JEFFERSON CITY — Stan Musial already has a statue in St. Louis named after him. If state and federal lawmakers get their way, a new Mississippi River bridge also will carry the name of the St. Louis Cardinals great.
Democratic Sens. Claire McCaskill, of Missouri, and Dick Durbin, of Illinois, proposed legislation Wednesday that would name the new bridge the Stan Musial Memorial Bridge — some are already dubbing it the "Stan Span." The bridge carrying Interstate 70 traffic is expected to open in 2014.
Musial, a three-time MVP and seven-time National League batting champion who spent all 22 seasons of his career with the Cardinals, died Saturday after several years of declining health. He was 92.
"The respect and devotion that people have for Stan Musial has more to do with his character than his swing," McCaskill said in a phone interview. "His swing was amazing, a unique thing of beauty, but it was the man that made a lot of decisions in his life that just reflect the kind of values that we all want as Americans."
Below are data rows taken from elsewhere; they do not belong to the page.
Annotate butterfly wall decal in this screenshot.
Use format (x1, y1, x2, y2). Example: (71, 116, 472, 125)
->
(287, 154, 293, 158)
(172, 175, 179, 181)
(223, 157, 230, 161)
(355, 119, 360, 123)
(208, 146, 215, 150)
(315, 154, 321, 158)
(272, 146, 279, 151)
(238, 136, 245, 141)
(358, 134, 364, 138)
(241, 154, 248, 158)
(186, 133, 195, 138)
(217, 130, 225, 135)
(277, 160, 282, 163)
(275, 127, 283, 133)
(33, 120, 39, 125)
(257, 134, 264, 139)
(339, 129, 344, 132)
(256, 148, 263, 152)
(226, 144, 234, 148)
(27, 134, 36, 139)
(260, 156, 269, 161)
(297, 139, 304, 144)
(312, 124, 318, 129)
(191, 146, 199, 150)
KMOX Radio polled several fans at last week's Cardinals Winter Warmup and there was virtually unanimous support for naming the bridge for Musial. Two Missouri state senators — Republicans Eric Schmitt and John Lamping, both of St. Louis County — introduced identical bills Tuesday in Jefferson City to name the bridge for Musial. Illinois lawmakers also would have to approve the name. McCaskill figures they would.
"As most St. Louisans know, folks that live on the Illinois side of the St. Louis region are by and large Cardinals fans," McCaskill said. "They aren't cheering for the Cubs. I think it (naming the bridge) is something that unites the two states."
Musial was a beloved figure in St. Louis, as much for his kindness and approachability as his on-the-field prowess. That's saying something because he is among the baseball immortals, with 3,630 hits and a lifetime .331 average. He led the Cardinals to three World Series titles in the 1940s.
After retirement Musial was briefly general manager of the Cardinals, including during the 1967 World Series championship season. He operated a popular restaurant for years and made frequent appearances before big games. His last came during last year's NL Championship Series, which the Cardinals eventually lost in seven games to San Francisco.
A statue of Musial that stood for years outside of the old Busch Stadium was moved to the new ballpark when it opened in 2006. Since Musial's death, hundreds of fans have dropped off cards, flowers, balloons and other items in his honor.
As a senator, McCaskill was there when Musial received the Presidential Medal of Freedom at the White House in February 2011, and she sat with him at the 2009 All-Star Game in St. Louis. But it was a chance meeting when she was a young woman that stood out.
"I met him in a restaurant in Jefferson City," she recalled. "He immediately pulled out his harmonica and wanted to play for me. He clearly loved people and loved life."
Thousands of fans are expected for a public visitation Thursday at The Cathedral Basilica in St. Louis. Musial's popularity was such that two Roman Catholic Cardinals and a bishop will celebrate his funeral Mass on Saturday. Afterward, a funeral procession will make its way to Busch Stadium, where his family will lay a wreath at the base of the statue.